六月的豫中平原,熱浪已經初顯猙獰。晌午的太陽白花花地懸在天上,把柏油路面烤得發軟,空氣里彌漫著一種焦灼的、等待被點燃的氣息。林建國蹲在自家小賣部門口的陰涼地里,手里的煙一根接一根,腳邊已經散落了七八個煙頭。他穿著洗得發白的藍色工裝短袖,黝黑的臉上溝壑縱橫,那是長年田間勞作和心事沉淀的痕跡。眼睛死死盯著手機屏幕,那上面是一個查分網站的界面,輸入準考證號和身份證號的對話框空著,像兩張等待被填滿的、決定命運的嘴。

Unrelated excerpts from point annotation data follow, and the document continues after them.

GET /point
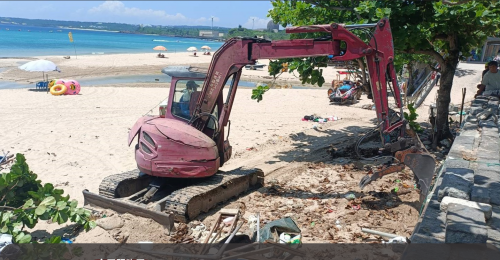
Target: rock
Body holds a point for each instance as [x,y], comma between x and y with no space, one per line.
[445,142]
[465,225]
[455,185]
[483,207]
[480,194]
[110,223]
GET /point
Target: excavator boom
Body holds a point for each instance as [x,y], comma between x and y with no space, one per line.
[238,52]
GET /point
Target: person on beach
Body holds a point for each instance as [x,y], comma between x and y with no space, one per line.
[486,69]
[490,85]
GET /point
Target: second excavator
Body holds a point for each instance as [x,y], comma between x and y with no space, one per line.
[179,153]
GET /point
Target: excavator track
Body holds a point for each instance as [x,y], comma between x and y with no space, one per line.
[123,184]
[183,199]
[189,202]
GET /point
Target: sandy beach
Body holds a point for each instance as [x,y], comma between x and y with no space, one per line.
[89,66]
[75,141]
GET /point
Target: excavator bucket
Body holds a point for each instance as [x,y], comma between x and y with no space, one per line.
[422,165]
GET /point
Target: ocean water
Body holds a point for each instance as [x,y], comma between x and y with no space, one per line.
[27,41]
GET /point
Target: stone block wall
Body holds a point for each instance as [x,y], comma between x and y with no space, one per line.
[464,206]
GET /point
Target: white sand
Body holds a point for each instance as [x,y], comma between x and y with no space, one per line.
[86,66]
[75,141]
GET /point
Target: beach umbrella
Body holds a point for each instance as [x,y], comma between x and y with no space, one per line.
[160,48]
[40,66]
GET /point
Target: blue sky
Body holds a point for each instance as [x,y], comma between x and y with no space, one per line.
[225,13]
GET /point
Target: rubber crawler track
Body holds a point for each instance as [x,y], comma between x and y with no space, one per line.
[188,202]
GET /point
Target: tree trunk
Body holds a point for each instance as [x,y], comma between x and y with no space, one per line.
[442,130]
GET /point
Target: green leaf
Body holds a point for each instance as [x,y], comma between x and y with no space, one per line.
[28,204]
[63,217]
[73,204]
[40,210]
[4,229]
[53,240]
[92,224]
[22,238]
[61,205]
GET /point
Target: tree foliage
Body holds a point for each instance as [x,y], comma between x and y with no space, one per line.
[24,201]
[439,29]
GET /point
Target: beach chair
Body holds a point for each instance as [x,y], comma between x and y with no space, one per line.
[42,85]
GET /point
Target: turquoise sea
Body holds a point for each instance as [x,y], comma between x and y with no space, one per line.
[27,41]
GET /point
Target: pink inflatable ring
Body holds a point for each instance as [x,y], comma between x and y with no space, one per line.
[73,87]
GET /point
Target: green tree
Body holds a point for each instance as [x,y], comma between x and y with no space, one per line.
[439,29]
[24,201]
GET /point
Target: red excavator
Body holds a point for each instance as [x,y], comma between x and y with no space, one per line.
[179,153]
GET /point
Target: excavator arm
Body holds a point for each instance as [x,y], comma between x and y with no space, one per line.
[228,61]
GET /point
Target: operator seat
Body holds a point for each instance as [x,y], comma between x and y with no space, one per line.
[192,101]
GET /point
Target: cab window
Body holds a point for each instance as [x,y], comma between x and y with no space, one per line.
[185,96]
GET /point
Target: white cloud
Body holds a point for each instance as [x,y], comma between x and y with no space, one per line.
[206,21]
[256,22]
[117,8]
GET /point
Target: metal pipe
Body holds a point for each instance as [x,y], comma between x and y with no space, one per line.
[221,250]
[378,233]
[354,26]
[258,227]
[464,90]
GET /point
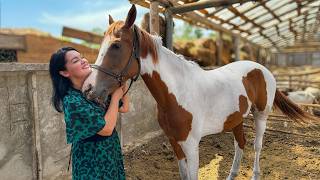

小賣部里傳來妻子周秀英收拾貨架的窸窣聲,還有她刻意壓低的、帶著顫音的念叨:“菩薩保佑,祖宗保佑,讓咱致遠爭口氣……”林建國聽著,心里那根弦繃得更緊了,幾乎要斷裂。他深吸一口煙,辛辣的滋味直沖肺管,卻壓不住喉嚨口的干澀和心臟擂鼓般的跳動。
兒子林致遠,是他們老林家,不,是整個林家村幾十年來最大的指望。這孩子從小就跟別的娃不一樣,不瘋跑,不搗蛋,就愛抱著書本看。村里老教師都說,林家出了個文曲星。林建國和周秀英,一個在建筑工地扛過水泥,一個在紡織廠三班倒,拼了命地攢錢,硬是把兒子從村小送到了縣里最好的高中。三年高中,林致遠沒讓他們失望過,回回考試名列前茅,高三模考,幾次摸到了北大的邊。北大,那是林建國只在電視里和別人的傳說中聽過的名字,像天邊的云,如今仿佛真能被兒子夠著。這三年,林建國覺得自己的腰桿都比以前直了些,走在村里,打招呼的人語氣都帶著羨慕和敬畏。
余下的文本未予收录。